La tecarterapia è una nuova metodica che consente di ripristinare i normali processi funzionali e riparativi dell' organismo riducendo considerevolmente i tempi di recupero.
Inoltre è praticamente priva di controindicazioni ed effetti collaterali.
La tecarterapia viene eseguita attraverso una macchina chiamata DIATERMIA CAPACITIVA E RESISTIVA che produce correnti ad alta
frequenza e sfrutta il sistema che viene utilizzato dai condensatori, per cui la corrente presente è determinata dal movimento delle cariche
elettriche dell’organismo e non dal passaggio di corrente elettrica come avviene per le tens, le ionoforesi e le elettrostimolazioni.

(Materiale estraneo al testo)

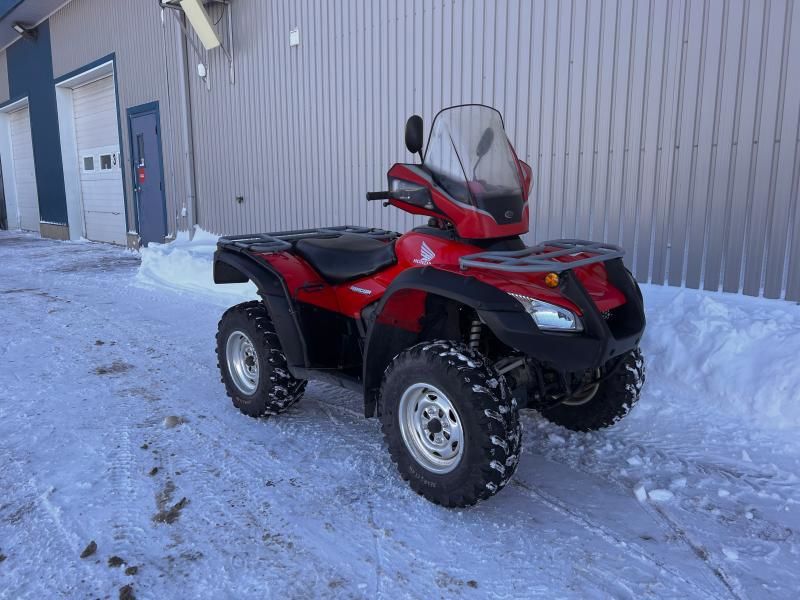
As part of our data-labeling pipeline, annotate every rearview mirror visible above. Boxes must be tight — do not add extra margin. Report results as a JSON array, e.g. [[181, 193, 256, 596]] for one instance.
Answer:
[[391, 179, 433, 210], [406, 115, 423, 157]]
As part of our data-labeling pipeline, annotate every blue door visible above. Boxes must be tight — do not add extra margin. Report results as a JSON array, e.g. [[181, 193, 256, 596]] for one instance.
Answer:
[[128, 103, 167, 246]]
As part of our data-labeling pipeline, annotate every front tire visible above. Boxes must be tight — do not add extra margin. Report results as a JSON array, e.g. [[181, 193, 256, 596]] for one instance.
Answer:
[[540, 348, 645, 431], [380, 341, 522, 507], [217, 301, 306, 417]]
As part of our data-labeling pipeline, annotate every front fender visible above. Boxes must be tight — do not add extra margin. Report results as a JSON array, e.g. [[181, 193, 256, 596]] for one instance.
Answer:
[[363, 267, 520, 417]]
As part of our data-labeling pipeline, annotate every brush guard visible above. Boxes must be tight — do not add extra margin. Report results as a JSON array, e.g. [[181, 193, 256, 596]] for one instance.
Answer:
[[459, 240, 625, 273]]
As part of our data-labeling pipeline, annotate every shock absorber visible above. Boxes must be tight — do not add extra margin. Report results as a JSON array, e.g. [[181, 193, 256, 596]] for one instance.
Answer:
[[469, 319, 481, 350]]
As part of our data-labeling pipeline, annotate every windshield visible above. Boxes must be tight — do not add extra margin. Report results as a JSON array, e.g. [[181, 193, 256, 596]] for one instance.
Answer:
[[424, 104, 524, 225]]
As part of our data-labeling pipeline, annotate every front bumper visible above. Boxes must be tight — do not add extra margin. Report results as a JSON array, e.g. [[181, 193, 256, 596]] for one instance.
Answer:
[[480, 258, 645, 372]]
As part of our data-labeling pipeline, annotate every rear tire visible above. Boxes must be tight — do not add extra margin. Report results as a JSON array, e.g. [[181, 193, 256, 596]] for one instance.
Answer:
[[217, 301, 306, 417], [540, 348, 645, 431], [380, 341, 522, 507]]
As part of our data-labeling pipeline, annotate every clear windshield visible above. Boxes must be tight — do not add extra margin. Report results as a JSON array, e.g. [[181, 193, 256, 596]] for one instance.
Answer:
[[424, 104, 524, 224]]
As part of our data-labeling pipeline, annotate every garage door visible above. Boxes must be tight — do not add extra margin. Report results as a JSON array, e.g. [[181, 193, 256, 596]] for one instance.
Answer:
[[73, 76, 126, 244], [9, 106, 39, 231]]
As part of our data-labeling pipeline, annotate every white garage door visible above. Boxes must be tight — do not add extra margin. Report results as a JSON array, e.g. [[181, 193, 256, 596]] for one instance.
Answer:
[[73, 76, 126, 244], [9, 106, 39, 231]]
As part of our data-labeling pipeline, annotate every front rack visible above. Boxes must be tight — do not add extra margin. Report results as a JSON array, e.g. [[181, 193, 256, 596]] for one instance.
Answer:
[[217, 225, 397, 253], [459, 240, 625, 273]]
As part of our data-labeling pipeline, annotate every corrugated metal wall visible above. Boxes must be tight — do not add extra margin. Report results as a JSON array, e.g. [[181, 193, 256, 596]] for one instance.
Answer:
[[0, 50, 9, 102], [50, 0, 186, 239], [186, 0, 800, 299], [45, 0, 800, 300]]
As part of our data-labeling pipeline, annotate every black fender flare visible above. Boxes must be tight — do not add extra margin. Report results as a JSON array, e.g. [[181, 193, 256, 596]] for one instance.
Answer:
[[363, 267, 531, 417], [214, 250, 308, 376]]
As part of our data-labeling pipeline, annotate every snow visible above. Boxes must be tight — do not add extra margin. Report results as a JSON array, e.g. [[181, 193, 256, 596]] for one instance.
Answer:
[[136, 228, 258, 306], [0, 227, 800, 598]]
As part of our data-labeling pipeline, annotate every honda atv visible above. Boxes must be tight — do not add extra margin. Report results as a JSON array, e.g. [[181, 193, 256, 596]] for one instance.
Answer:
[[214, 105, 645, 507]]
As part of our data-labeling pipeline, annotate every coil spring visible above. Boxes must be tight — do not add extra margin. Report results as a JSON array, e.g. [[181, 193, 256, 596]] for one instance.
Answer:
[[469, 319, 481, 350]]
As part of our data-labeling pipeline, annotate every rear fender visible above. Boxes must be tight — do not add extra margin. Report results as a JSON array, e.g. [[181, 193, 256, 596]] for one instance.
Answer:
[[214, 250, 308, 375], [363, 267, 529, 417]]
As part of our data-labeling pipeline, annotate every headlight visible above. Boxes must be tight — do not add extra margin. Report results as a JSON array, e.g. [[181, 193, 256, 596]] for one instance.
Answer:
[[511, 294, 583, 331]]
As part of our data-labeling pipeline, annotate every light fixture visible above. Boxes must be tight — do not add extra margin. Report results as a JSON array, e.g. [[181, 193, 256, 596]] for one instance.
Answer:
[[13, 22, 39, 40]]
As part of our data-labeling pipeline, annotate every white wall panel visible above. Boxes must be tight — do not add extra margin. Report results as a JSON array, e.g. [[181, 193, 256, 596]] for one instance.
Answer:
[[9, 106, 39, 232]]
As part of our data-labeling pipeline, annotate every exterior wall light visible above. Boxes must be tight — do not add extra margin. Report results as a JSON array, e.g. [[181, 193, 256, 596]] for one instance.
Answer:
[[13, 22, 39, 40]]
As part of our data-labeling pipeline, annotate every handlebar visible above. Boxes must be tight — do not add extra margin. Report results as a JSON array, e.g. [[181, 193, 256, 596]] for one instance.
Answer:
[[367, 190, 393, 201]]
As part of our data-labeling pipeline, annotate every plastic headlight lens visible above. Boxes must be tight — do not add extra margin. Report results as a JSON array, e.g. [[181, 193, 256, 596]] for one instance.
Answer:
[[511, 294, 583, 331]]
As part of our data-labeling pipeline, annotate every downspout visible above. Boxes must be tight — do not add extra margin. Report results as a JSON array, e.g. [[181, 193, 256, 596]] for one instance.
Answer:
[[173, 13, 198, 239]]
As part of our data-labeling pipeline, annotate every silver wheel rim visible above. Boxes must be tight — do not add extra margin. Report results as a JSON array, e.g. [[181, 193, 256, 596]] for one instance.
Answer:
[[225, 331, 258, 396], [398, 383, 464, 475]]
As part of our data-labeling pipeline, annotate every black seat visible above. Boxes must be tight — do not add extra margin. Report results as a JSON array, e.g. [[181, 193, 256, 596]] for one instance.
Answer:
[[295, 233, 397, 283]]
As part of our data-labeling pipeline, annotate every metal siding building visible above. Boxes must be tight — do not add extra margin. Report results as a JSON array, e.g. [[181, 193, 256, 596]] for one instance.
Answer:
[[0, 0, 800, 300]]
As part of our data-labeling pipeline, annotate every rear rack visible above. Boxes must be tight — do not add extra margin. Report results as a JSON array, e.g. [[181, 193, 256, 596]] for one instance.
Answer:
[[217, 225, 398, 253], [459, 240, 625, 273]]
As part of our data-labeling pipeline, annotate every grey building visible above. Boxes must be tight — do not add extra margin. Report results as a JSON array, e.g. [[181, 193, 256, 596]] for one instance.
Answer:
[[0, 0, 800, 300]]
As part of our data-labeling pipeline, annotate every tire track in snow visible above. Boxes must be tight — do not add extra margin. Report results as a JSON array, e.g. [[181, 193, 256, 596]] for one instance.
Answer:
[[511, 478, 723, 599], [0, 448, 107, 598], [520, 420, 798, 598]]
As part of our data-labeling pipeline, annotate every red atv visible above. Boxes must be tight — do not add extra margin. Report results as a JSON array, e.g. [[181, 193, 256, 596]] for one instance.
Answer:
[[214, 105, 645, 506]]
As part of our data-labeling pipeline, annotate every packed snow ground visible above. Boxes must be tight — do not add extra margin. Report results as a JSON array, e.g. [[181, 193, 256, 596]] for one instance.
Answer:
[[0, 227, 800, 598]]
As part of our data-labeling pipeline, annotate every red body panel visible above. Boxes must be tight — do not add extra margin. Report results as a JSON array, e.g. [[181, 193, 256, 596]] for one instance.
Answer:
[[259, 231, 625, 330]]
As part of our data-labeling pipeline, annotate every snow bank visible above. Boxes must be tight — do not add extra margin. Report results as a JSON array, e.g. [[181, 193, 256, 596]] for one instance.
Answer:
[[643, 285, 800, 429], [136, 229, 258, 306], [136, 230, 800, 429]]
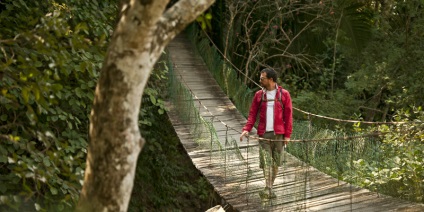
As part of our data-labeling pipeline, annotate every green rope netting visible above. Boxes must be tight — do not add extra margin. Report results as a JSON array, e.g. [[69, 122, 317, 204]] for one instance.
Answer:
[[168, 25, 422, 205]]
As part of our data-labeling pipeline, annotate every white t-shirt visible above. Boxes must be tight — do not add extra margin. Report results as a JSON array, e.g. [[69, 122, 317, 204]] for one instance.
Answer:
[[265, 89, 277, 132]]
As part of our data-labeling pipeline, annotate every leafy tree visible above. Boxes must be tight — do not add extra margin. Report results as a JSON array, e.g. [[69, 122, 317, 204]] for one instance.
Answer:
[[0, 0, 117, 210], [77, 0, 213, 211]]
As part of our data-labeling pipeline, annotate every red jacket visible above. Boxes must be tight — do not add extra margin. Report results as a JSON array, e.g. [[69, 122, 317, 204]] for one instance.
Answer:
[[243, 86, 293, 138]]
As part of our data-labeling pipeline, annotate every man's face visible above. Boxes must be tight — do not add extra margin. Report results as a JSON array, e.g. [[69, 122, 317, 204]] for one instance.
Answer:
[[259, 72, 269, 87]]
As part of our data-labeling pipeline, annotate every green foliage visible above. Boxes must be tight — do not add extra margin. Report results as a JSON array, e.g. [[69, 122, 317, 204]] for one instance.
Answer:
[[128, 58, 214, 211], [0, 0, 117, 211]]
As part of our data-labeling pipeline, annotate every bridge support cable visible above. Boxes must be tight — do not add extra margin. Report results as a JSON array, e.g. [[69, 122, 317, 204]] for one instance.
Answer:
[[169, 33, 424, 211]]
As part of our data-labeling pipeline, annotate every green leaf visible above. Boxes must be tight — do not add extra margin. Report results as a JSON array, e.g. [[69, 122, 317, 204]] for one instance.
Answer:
[[43, 157, 51, 167], [0, 155, 7, 163], [50, 187, 57, 195], [150, 96, 156, 105], [22, 87, 29, 103]]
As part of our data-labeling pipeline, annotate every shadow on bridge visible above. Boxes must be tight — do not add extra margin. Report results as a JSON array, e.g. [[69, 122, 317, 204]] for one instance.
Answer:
[[168, 29, 424, 211]]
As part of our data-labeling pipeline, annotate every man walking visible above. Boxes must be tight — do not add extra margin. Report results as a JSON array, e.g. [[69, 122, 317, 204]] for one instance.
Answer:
[[240, 68, 293, 199]]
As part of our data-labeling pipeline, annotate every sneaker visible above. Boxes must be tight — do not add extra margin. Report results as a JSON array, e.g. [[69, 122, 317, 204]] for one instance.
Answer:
[[259, 187, 277, 199]]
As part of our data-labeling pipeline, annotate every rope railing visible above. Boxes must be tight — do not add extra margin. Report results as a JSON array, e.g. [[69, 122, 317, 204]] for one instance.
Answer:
[[168, 25, 424, 207], [191, 22, 411, 125]]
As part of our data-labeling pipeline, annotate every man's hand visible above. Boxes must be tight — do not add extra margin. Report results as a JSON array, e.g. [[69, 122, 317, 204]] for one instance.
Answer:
[[284, 138, 290, 148], [240, 130, 249, 141]]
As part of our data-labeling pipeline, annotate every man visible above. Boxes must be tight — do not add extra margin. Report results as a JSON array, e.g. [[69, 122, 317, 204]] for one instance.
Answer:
[[240, 68, 293, 199]]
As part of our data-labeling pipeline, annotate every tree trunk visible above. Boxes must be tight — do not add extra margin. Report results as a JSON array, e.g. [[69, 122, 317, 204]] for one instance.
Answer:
[[76, 0, 213, 211]]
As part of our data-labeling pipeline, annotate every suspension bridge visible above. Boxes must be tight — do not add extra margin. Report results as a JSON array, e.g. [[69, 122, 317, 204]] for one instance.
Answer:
[[167, 25, 424, 211]]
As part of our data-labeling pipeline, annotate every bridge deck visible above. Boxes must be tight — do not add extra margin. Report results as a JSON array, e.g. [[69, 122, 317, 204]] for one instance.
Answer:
[[168, 32, 424, 211]]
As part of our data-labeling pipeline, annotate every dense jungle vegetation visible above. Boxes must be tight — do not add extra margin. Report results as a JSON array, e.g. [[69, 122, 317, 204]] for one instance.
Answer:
[[0, 0, 424, 211]]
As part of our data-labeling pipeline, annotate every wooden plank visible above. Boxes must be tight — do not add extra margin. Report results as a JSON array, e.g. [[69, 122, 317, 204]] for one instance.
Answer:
[[168, 35, 424, 211]]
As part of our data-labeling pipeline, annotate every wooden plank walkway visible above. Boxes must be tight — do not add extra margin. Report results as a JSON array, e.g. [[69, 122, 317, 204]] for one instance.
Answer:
[[168, 32, 424, 211]]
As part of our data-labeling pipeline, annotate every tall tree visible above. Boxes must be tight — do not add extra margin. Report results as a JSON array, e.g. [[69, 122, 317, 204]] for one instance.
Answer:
[[77, 0, 214, 211]]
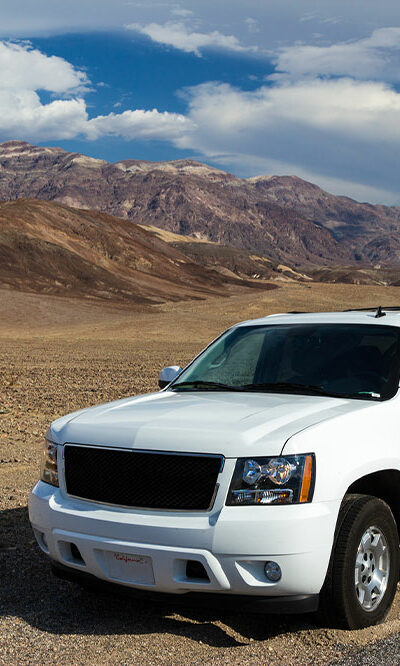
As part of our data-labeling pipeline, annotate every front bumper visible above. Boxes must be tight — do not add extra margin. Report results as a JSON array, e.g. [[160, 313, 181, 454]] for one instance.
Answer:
[[29, 482, 340, 610], [51, 562, 319, 614]]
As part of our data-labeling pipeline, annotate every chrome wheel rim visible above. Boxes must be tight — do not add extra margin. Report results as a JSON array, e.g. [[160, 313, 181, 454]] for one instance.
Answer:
[[354, 526, 390, 612]]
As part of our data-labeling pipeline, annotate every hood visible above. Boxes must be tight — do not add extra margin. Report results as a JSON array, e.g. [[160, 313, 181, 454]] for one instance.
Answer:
[[50, 391, 371, 458]]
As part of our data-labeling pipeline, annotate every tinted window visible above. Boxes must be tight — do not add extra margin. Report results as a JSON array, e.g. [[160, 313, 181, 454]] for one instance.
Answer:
[[174, 324, 400, 399]]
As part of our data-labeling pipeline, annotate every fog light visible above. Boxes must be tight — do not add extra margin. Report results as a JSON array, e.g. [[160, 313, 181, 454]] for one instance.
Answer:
[[264, 562, 282, 583]]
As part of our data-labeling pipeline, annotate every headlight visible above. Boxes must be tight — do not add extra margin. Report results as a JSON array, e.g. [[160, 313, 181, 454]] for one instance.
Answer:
[[40, 439, 58, 486], [226, 453, 315, 506]]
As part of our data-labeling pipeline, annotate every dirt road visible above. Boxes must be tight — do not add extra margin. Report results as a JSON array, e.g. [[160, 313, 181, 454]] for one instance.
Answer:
[[0, 285, 400, 666]]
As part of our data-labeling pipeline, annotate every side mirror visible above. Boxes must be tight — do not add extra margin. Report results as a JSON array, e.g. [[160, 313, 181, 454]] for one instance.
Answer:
[[158, 365, 182, 388]]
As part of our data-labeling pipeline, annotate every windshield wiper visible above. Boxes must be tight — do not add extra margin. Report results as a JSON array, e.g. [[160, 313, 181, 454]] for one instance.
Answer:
[[171, 379, 241, 391], [240, 382, 354, 398]]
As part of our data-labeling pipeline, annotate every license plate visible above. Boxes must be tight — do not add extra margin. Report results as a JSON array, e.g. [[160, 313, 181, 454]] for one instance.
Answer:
[[104, 551, 154, 585]]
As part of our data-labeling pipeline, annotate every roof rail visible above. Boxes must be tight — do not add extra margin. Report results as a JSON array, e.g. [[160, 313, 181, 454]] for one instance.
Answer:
[[342, 305, 400, 312]]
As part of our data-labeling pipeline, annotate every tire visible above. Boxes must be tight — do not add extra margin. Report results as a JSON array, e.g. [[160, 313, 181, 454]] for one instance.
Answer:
[[320, 495, 400, 629]]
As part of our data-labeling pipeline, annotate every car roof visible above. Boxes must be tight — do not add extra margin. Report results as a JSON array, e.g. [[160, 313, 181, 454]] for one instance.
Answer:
[[237, 307, 400, 326]]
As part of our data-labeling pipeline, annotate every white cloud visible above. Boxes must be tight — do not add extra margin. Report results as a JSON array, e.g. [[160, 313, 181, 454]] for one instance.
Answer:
[[0, 42, 193, 141], [171, 7, 193, 18], [0, 42, 88, 93], [85, 109, 194, 141], [126, 21, 257, 57], [244, 17, 261, 34], [272, 27, 400, 81], [172, 78, 400, 201]]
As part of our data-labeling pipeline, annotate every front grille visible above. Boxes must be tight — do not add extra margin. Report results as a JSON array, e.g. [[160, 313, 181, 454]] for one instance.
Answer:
[[64, 445, 223, 511]]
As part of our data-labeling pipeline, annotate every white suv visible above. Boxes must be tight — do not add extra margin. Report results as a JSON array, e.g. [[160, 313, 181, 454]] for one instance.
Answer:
[[29, 308, 400, 628]]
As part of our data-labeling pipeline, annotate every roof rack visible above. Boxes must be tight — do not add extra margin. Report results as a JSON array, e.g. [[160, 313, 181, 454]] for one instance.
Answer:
[[342, 305, 400, 312]]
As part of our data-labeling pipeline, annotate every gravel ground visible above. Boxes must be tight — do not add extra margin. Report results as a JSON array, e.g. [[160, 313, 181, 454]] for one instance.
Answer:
[[0, 282, 400, 666]]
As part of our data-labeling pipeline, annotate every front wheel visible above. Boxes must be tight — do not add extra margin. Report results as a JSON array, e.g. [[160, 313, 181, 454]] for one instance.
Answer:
[[321, 495, 400, 629]]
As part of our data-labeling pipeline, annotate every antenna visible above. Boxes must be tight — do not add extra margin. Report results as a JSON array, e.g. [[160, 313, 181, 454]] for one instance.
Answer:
[[375, 305, 386, 319]]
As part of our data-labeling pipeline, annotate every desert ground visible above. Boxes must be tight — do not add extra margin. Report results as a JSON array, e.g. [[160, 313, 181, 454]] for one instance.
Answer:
[[0, 283, 400, 666]]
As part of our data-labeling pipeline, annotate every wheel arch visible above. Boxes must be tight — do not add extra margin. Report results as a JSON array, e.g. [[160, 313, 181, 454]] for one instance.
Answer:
[[345, 469, 400, 537]]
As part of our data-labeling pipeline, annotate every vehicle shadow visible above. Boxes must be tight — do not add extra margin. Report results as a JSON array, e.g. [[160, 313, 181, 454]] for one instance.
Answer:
[[0, 507, 316, 648]]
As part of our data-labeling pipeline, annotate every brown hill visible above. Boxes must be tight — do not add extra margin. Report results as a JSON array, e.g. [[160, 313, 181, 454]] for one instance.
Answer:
[[0, 141, 355, 265], [0, 200, 274, 304], [0, 141, 400, 267]]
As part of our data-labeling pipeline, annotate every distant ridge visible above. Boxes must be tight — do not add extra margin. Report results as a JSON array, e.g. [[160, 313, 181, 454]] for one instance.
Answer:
[[0, 199, 273, 307]]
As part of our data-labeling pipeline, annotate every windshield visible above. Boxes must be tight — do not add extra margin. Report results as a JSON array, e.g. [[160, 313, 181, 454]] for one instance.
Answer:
[[170, 324, 400, 400]]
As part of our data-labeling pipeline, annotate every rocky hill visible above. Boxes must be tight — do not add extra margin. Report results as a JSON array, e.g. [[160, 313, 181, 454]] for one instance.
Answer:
[[0, 141, 390, 267], [0, 199, 276, 305]]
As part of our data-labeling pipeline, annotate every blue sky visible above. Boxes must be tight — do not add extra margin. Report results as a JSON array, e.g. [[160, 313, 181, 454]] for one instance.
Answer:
[[30, 30, 274, 162], [0, 0, 400, 204]]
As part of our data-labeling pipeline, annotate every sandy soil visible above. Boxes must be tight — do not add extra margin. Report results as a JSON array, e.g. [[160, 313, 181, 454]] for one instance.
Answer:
[[0, 284, 400, 665]]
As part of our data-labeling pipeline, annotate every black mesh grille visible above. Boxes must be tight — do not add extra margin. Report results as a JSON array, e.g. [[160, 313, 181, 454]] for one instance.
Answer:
[[65, 445, 222, 511]]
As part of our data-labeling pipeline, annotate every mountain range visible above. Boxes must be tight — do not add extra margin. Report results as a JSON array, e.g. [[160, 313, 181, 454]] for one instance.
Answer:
[[0, 199, 274, 308], [0, 141, 400, 268]]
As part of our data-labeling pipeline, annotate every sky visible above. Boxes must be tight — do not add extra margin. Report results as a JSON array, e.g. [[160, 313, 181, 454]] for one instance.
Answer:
[[0, 0, 400, 205]]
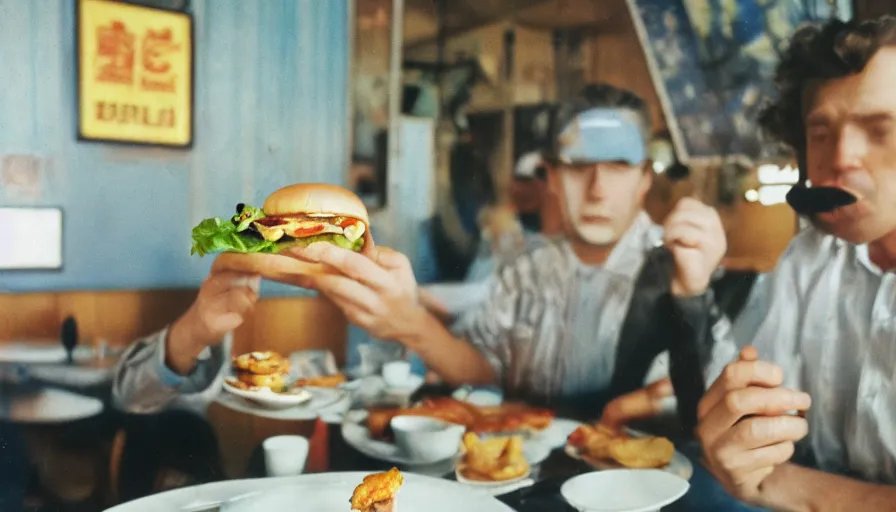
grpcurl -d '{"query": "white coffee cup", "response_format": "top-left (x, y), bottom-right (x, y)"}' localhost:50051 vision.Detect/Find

Essa è chiamata appunto capacitiva, perché può essere utilizzata sui tessuti con un alto contenuto di liquidi che favoriscono il movimento
degli ioni e resistiva, perché la sua azione è altrettanto efficace sui tessuti con un bassissimo contenuto di acqua.
I settori di applicazioni sono quindi pressoché tutti, infatti viene usata per curare ossa, legamenti, muscoli ed organi, permette di diminuire
o eliminare infiammazioni e dolori, favorisce il normale funzionamento del sistema vascolare e linfatico e consente la rigenerazione tessutale .
La diatermia capacitiva produce un aumento della temperatura che, come detto sopra, avviene dall’ interno dei tessuti (endotermica) ed è
uniforme e controllata.
Tale flusso elettro-magnetico, indipendentemente dalla temperatura raggiunta, consente al nostro corpo di rilasciare due sostanze,
il CORTISOLO e le ENDORFINE, che servono per ridurre il dolore, gli edemi e le infiammazioni.
Questa tecnologia stimola l’aumento di flusso ematico in maniera diretta, grazie all'aumento della temperatura ed indirettamente attraverso la richiesta di ossigeno da parte dei tessuti trattati;
l’aumento di sangue favorisce l’incremento delle normali difese immunitarie e stimola la rigenerazione dei tessuti.
Le potenzialità della macchina e la determinazione dei risultati sono dipendenti dalla tipologia di strumentazione che viene utilizzata e dalla capacità dell’operatore (medico,fisioterapista, massofisioterapista) di adattarsi alle varie problematiche: questo vuole dire a parità di tecnologia e di macchina, i risultati possono essere differenti.